しかし、ChatGPT が出現しこの競争上の優位性は突然揺らぎました。 2022年11月以前は OpenAI などの非営利団体がディープラーニングでこれほどの成功を収めることは全くの予想外でした。​​Microsoft の投資による資金獲得により、OpenAI は ChatGPT の技術を高め、その結果として一夜にして大きな話題を呼ぶに至りました。その応用技術はさまざまな分野に急速に拡大する可能性があり、テクノロジー業界大手のコアビジネスモデルにも大きな影響を与える可能性があります。

もちろん、テクノロジーの巨頭は依然として強力な製品チャネルとネットワーク効果を持っており、これを強化し ChatGPT のもたらす脅威に対抗するため、ChatGPT と同等の技術を各製品に積極的に展開しているはずですが、 テクノロジーの巨頭は今後も高度な AI テクノロジーを競合他社と共有し続けるべきでしょうか?業界はこの潜在的な問題に気付き始めた可能性があり、これは技術的な課題や高尚な普遍的価値の問題ではなく、基本的なビジネス上の問題です。

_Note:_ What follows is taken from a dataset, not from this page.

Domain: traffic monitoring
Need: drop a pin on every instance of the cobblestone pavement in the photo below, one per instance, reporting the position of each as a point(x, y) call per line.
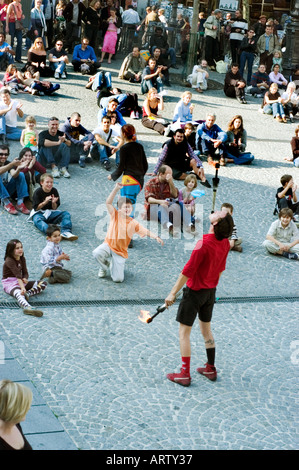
point(100, 372)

一方で一部の新興企業はGPT-3でビジネスモデルを直接構築しており、その意思決定や行動は非常に速いと見なされています。しかし、OpenAIが突如としてGPT-3.5をベースにしたChatGPTを公開。さらに、GPT-4 が間もなく登場するという噂もあり、ビジネスモデル全体を GPT-3 に置く企業にとってこれは当然のことながら、まったく予測できないブラックスワンであると言えます。 そして、これが現在のテクノロジー業界の進化の速さそのものなのです。

技術面、ビジネス面において、私たちはテクノロジー業界の劇的な変化を目の当たりにしています。